The simulation tracks the particles in the beam as well as those that diffuse around the spacecraft, which are created by the interaction of the high energy beam ions with the neutral xenon atoms that also flow out of the thruster.  It shows the density of the plasma flowing around the spacecraft and its evolution: red represents high density, blue is low density (see animation for detailed scale).

Although the animation is several seconds long it has been slowed down, representing a mere eight milliseconds of real time – the time necessary for the plasma to reach a steady state.

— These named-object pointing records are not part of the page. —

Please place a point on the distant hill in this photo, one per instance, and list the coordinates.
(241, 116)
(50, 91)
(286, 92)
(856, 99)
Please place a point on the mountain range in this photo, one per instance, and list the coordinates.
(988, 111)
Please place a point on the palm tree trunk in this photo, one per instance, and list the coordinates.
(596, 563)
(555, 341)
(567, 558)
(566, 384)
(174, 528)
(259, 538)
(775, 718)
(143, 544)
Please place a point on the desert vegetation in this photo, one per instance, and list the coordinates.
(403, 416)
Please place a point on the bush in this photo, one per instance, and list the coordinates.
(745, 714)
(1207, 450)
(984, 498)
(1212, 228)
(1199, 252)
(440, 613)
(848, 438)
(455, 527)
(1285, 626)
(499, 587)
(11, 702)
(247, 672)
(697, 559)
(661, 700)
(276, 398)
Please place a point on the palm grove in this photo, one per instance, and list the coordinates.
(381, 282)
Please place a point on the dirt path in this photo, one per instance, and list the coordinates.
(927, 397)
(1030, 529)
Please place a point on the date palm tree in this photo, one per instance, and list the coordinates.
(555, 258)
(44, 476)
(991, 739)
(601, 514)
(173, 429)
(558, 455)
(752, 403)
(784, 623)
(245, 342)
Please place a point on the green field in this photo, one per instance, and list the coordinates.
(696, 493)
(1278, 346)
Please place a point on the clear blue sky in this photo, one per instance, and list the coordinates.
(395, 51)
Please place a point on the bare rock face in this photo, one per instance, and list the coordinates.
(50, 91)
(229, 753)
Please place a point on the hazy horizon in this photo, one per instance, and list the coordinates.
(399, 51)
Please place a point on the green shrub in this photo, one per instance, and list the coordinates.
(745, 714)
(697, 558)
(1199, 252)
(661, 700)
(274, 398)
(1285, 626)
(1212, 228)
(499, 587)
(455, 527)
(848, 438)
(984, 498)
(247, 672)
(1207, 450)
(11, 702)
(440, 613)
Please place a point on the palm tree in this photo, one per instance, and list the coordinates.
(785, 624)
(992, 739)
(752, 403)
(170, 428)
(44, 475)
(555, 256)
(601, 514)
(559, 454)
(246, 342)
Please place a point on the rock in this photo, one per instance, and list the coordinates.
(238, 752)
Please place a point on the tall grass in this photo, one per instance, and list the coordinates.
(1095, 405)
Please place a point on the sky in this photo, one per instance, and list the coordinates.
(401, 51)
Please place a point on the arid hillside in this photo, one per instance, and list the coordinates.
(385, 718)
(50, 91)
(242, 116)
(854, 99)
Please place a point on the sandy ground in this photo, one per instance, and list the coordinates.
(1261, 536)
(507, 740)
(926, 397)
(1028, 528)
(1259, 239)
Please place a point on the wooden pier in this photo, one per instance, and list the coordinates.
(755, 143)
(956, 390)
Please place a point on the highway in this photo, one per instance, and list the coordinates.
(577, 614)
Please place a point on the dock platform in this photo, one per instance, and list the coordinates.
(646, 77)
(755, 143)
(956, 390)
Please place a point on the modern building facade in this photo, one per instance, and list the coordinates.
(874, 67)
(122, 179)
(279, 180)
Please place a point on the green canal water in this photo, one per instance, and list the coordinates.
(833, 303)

The simulation was performed to demonstrate that the plasma produced by the thruster is not damaging to the spacecraft: its materials, including solar arrays or instruments, for example, or to the electric propulsion system itself. The simulations also confirmed there are no spurious or dangerous charging events.

Inflight measurements will verify the simulation results and help improve ways in which the generated plasma, spacecraft and space environment interactions can be better modelled.

BepiColombo is a joint endeavour between ESA and JAXA. After their seven-year interplanetary journey, the two science orbiters – the Mercury Planetary Orbiter and the Mercury Magnetospheric Orbiter – will start their main mission to provide the most in-depth study of mysterious Mercury to date.

The spacecraft begin transferring to Europe’s spaceport in Kourou this week, where an intensive period of preparations will ready the mission for launch later this year.

The simulations were performed by Félicien Filleul as part of ESA’s Young Graduate Trainee programme.

Copyright:   ESA/Félicien Filleul

 

 

BepiColumbo Clears a Large Hurdle


Great news, BepiColumbo has a launch site!

ESA – 9 March 2018Europe’s first mission to Mercury will soon be ready for shipping to the spaceport to begin final preparations for launch.

The mission passed a major review yesterday, meaning that the three BepiColombo spacecraft, along with ground equipment and mission experts, are confirmed to start the move from ESA’s centre in the Netherlands to Europe’s Spaceport in Kourou, French Guiana at the end of next month. The launch window is open from 5 October until 29 November.

“It’s been a long and occasionally bumpy road to this point, and there is still plenty to do until we are ready for launch,” says Ulrich Reininghaus, ESA’s BepiColombo project manager, “but we are extremely pleased to finally move our preparations to the launch site, and are grateful to everyone who has made this possible.

“In parallel we are continuing with some long-duration firing tests on a replica transfer module thruster, under space-like conditions, to be best prepared for our journey to Mercury.”

Once at Kourou, an intensive six months of essential preparation are needed, including more review checkpoints.

Work includes dressing the spacecraft in protective insulation to prepare for the harsh space environment and extreme temperatures they will experience operating close to the Sun, attaching and testing the solar wings and their deployment mechanisms, installing the sunshield, fuelling, and connecting the three spacecraft together.

The final weeks will see the spacecraft stack inside the Ariane 5 rocket fairing, and preparing the launch vehicle itself, ready to blast the mission on a seven-year journey around the inner Solar System to investigate Mercury’s mysteries.

BepiColombo journey timeline

A transfer module will carry two science orbiters to the innermost planet, using a combination of solar power, electric propulsion and nine gravity-assist flybys of Earth, Venus and Mercury to set it on course.

The two orbiters will make complementary measurements of the innermost planet and its environment from different orbits, from its deep interior to its interaction with the solar wind, to provide the best understanding of Mercury to date, and how the innermost planet of a solar system forms and evolves close to its parent star.

BepiColombo is a joint endeavour between ESA and the Japan Aerospace Exploration Agency, JAXA. ESA is providing the Mercury Transfer Module, the Mercury Planetary Orbiter and the sunshield and interface structure, and JAXA is providing the Mercury Magnetospheric Orbiter.